Schmeichel charged out, making himself big, trying to close the angle. For a split second, the Danish keeper looked like he might make himself the hero. But Inzaghi wasn't interested in dramatics. He knew his limitations, just like Gattuso did. No fancy chips, no overcomplicated tricks. He just waited for Schmeichel to commit, waited for the keeper's frame to crash sideways. And then, with the calm ruthlessness of a man who'd scored a thousand goals this exact way, he rolled the ball past him.
Into the bottom right corner.
Elland Road groaned in unison as the net bulged.
0–2.
Not even 30 minutes gone, and Arthur's Leeds United were staring at a two-goal deficit at home in the Champions League quarterfinal.
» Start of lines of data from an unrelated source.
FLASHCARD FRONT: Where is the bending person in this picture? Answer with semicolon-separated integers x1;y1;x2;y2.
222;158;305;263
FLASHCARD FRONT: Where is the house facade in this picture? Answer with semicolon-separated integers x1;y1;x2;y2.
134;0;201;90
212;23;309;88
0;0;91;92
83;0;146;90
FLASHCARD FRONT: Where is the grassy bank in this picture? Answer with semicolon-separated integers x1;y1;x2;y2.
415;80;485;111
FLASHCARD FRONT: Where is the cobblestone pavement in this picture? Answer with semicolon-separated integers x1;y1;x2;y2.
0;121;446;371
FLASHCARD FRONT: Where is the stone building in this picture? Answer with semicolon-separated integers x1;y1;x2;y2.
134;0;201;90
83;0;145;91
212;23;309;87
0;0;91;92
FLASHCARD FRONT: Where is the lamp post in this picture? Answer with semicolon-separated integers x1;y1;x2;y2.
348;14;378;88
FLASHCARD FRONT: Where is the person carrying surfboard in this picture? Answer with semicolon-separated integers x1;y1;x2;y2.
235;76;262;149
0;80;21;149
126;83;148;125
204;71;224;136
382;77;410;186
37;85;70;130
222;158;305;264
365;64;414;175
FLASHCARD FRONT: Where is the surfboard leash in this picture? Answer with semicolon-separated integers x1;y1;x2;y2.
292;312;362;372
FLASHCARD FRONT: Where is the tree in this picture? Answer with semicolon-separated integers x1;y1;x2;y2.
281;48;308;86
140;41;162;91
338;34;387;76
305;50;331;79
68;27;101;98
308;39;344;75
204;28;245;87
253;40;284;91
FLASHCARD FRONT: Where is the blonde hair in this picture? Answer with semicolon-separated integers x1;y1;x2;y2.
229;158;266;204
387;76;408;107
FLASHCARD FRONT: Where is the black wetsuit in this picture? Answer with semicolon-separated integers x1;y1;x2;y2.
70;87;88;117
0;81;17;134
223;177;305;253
Arthur stood frozen on the touchline, his arms stiff at his sides. He wanted to scream. He wanted to kick something. He wanted to grab Kompany and Silva and shake them until their heads rattled. Instead, all he managed was a low growl under his breath:
"You've got to be bloody kidding me."
AC Milan celebrated like wolves circling prey. Leeds United, meanwhile, looked like they'd been punched in the gut. The mountain was suddenly enormous, and the climb had only just begun.
And so, at the 30th minute, Elland Road witnessed not just another goal — but a nightmare unfolding.